Miteinander politisch sein

Über die Bedeutung von Solidarität in Protestbewegungen in autoritären Kontexten

Was wollen wir mit dem Projekt erreichen?

Ziel des Projektes ist es, durch eigene empirische Untersuchungen marginalisierte Stimmen aus zwei Bundesländern (Sachsen und Brandenburg) sowohl als relevante Stimmen in der Erinnerungsarbeit hörbar zu machen als auch mit ihnen heutige Fragen gemeinsamen politischen Engagements mit jüngeren Bürger:innen zu diskutieren. Empirische Erhebungen zu Erfahrungen in Protesten von Frauen in Mittelstädten und kleineren Gemeinden in den 1980er Jahren in der DDR sollen als Grundlage dienen, um in öffentlichen, innovativen Veranstaltungsformaten möglichst generationenübergreifend miteinander über die Themen Solidarität und politische Teilhabe in Diktaturen und Demokratien ins Gespräch zu kommen. Die revolutionären Bewegungen in Belarus 2020 werden dabei systematisch in die Auseinandersetzung um die kollektiven Perspektiven auf Protestformen, -inhalte und -bedingungen einbezogen. Dieses Projekt regt auch bislang politisch eher zurückhaltende, marginalisierte Menschen dazu an, in der Gegenwart mit anderen zusammen politisch Stellung zu beziehen und sich in politische Debatten einzubringen.

Das theoretische Design

Beruhend auf der Annahme, dass politisches Engagement vor allem im solidarischen Miteinander entsteht, motiviert und getragen wird, soll im beantragten Projekt ein besonderer Fokus auf die Bedeutung und die Qualität der Bezüge unter den handelnden Frauen gelegt werden.

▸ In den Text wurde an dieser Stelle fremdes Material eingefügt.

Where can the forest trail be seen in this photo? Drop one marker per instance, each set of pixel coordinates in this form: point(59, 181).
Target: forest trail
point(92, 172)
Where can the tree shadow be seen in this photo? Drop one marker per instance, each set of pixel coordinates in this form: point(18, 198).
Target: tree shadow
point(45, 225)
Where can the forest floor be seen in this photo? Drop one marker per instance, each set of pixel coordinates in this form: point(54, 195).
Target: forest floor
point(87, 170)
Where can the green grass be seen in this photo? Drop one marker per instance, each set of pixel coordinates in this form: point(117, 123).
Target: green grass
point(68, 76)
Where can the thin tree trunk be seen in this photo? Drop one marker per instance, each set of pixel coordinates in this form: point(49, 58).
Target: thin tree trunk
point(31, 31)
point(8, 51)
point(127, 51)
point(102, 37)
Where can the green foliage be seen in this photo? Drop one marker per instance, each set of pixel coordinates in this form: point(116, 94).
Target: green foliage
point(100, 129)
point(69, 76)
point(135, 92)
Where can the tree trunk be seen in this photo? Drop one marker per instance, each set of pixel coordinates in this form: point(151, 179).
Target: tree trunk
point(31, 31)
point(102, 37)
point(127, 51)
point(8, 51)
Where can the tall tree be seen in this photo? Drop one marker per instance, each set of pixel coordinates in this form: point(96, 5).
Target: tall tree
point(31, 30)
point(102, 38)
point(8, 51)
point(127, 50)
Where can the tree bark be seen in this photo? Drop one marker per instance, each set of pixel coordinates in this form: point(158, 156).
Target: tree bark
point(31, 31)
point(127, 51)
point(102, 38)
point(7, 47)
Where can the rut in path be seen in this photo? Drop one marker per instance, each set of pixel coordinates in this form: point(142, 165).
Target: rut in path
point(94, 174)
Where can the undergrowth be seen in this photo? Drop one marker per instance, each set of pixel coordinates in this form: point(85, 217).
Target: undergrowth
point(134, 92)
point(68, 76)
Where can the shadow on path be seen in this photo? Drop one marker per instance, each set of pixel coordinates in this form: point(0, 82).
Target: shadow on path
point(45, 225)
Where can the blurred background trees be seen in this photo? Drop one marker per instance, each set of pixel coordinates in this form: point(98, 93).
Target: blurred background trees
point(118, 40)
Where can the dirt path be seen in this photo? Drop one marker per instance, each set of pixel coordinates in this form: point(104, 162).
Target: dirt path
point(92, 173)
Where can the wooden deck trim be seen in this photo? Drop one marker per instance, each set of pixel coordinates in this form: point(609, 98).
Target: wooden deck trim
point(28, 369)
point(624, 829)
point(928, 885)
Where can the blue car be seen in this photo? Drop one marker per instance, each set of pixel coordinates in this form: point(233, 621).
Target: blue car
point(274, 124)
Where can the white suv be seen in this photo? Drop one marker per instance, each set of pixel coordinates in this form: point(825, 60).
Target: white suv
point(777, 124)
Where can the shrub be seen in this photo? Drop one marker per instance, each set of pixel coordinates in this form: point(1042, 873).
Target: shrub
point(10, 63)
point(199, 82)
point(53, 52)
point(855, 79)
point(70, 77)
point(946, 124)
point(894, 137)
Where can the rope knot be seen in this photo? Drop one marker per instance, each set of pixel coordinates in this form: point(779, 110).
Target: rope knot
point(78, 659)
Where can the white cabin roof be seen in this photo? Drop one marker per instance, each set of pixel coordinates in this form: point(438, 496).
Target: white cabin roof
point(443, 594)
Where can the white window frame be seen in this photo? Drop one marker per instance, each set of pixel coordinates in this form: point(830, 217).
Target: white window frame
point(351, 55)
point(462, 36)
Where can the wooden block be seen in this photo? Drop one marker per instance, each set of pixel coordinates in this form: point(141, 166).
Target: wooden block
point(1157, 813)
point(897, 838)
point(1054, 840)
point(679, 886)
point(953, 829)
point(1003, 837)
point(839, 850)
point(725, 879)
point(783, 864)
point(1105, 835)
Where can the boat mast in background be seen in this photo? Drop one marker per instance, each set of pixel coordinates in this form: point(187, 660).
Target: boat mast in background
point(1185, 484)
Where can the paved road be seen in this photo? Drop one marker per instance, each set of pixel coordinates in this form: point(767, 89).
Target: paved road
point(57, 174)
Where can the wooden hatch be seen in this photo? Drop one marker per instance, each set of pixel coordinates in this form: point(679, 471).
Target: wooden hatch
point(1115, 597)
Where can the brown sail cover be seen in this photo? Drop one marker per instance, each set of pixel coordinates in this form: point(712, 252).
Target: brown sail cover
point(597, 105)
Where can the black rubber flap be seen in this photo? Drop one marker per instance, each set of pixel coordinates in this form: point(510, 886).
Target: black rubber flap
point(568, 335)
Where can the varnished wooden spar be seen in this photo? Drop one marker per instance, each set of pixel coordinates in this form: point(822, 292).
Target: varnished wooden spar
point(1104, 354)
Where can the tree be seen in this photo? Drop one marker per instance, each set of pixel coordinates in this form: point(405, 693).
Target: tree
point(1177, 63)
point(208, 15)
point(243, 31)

Die belarussische Philosophin und Aktivistin Olga Shparaga entwirft das theoretische Design aus ihrer Analyse der revolutionären Bewegungen in Belarus, die vor allem von Frauen getragen worden ist, die zuvor oftmals nicht politisch aktiv waren.

Die empirische Erhebung

Um dieses bislang wenig erforschte Thema für die DDR zu vertiefen, sollen zwei Gruppen von Frauen aus dem ländlichen Raum in zwei Bundesländern (voraussichtlich Sachsen und Brandenburg) ausgewählt werden. In Gruppendiskussionen und Einzelinterviews soll diese noch wenig beleuchtete Perspektive auf die Proteste und die beginnende Friedliche Revolution untersucht werden.

Der Bildungstransfer

Die empirische Untersuchung bildet die Grundlage für die bildungspolitische Ebene des Projektes, durch die (jugendlichen) Teilnehmer:innen dazu zu ermutigt werden sollen, sich heute stärker zu engagieren und mit anderen gemeinsam politisch zu handeln. Durch ausgewählte lokale Partner:innen sollen auch Zielgruppen in ländlichen Regionen erreicht werden, die bislang zu den weniger politisch aktiven Menschen gehören.

Projektmitarbeitende

Kooperationen im Projekt

Wir kooperieren im Rahmen des Projekts mit der John-Dewey-Forschungsstelle für die Didaktik der Demokratie und dem Hannah-Arendt-Institut für Totalitarismusforschung e.V. an der Technischen Universität Dresden.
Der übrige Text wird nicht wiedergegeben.